De verdediging heeft voorts aangevoerd dat het aantreffen van de hennepkwekerij, na de door verdachte gegeven informatie over de verborgen toegang, een zogeheten 'fruit of the poisonous tree' is waardoor alle bevindingen omtrent het aantreffen van de hennepkwekerij van het bewijs dienen te worden uitgesloten. De raadsman heeft daarbij aangevoerd dat de vraag of de verbalisanten zonder de verklaring van verdachte de ruimte hadden gevonden louter een theoretische exercitie is waarover enkel kan worden gespeculeerd. De rechtbank ziet dit echter niet als 'enkel speculeren'. Op het moment dat de vraag werd gesteld aan verdachte was er een team opsporingsambtenaren bezig met een doorzoeking in de woning en op het terrein van verdachte. Deze doorzoeking was specifiek gericht op het vinden van een hennepkwekerij en het onderzoeksteam werd daarbij ondersteund door overige medewerkers van het Hennepteam, leden van een aantal basisteams, de ondersteuningsgroep en het pseudokoopteam (zie pagina 13 van het politiedossier). Ter plaatse werd dit vermoeden nog bevestigd door het aantreffen van een airco op het terrein, het ruiken van een hennepgeur en het aantreffen van een aanhangwagen met daarop hennep gerelateerde goederen zoals vijf stekbakken met restanten. Voor de rechtbank maakt dit dat er geen sprake is van een 'louter theoretische exercitie' zoals de raadsman heeft aangevoerd. Het is niet voorstelbaar dat het zogenoemde Hennepteam in deze situatie de hennepkwekerij niet zou hebben gevonden, temeer nu er een buis aanwezig was die de verbinding vormde tussen de hennepkwekerij en de airco op het erf. Deze lag weliswaar begraven onder de grond, maar de buis kon worden opgegraven of er kon worden gepeild waar de buis heen zou leiden. Daarmee zou de hennepkwekerij naar het oordeel van de rechtbank zonder meer zijn gevonden.

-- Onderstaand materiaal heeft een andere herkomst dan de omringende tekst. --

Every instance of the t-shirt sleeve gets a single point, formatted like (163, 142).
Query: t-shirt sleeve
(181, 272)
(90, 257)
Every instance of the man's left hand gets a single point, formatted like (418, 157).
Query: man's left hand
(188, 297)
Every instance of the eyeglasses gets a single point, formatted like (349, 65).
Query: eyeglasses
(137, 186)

De rechtbank acht op grond van het aantreffen van een hennepkwekerij, de in relatie met die kwekerij door de verbalisanten gedane waarnemingen en de bekennende verklaring van verdachte ter terechtzitting voldoende wettig en overtuigend bewijs aanwezig voor het onder 1. ten laste gelegde opzettelijk telen van 480 hennepplanten.

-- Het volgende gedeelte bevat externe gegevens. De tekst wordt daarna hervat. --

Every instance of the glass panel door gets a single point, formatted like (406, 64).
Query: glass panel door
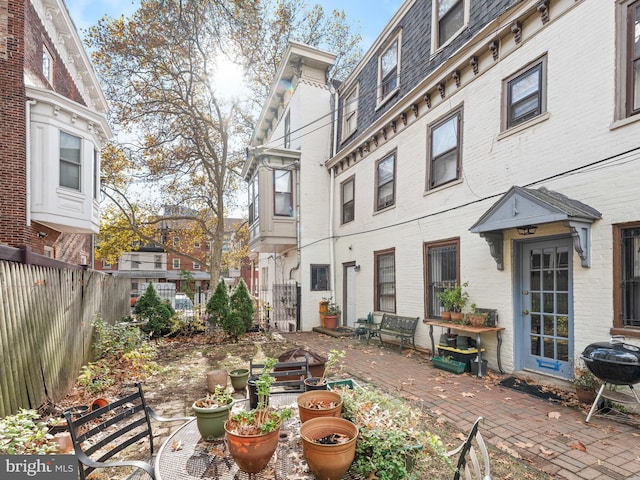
(546, 318)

Feit 2. voorbereidingshandelingen voor bedrijfsmatige of grootschalige hennepteelt
De raadsman heeft betoogd dat het openbaar ministerie niet-ontvankelijk dient te worden verklaard in de vervolging van dit feit vanwege schending van het Tallon-criterium. Het betoog van de raadsman komt er -kort gezegd- op neer dat de verbalisanten die optraden als pseudokopers verdachte heeft gebracht tot het plegen van het feit, terwijl zijn opzet daar tevoren niet al op was gericht.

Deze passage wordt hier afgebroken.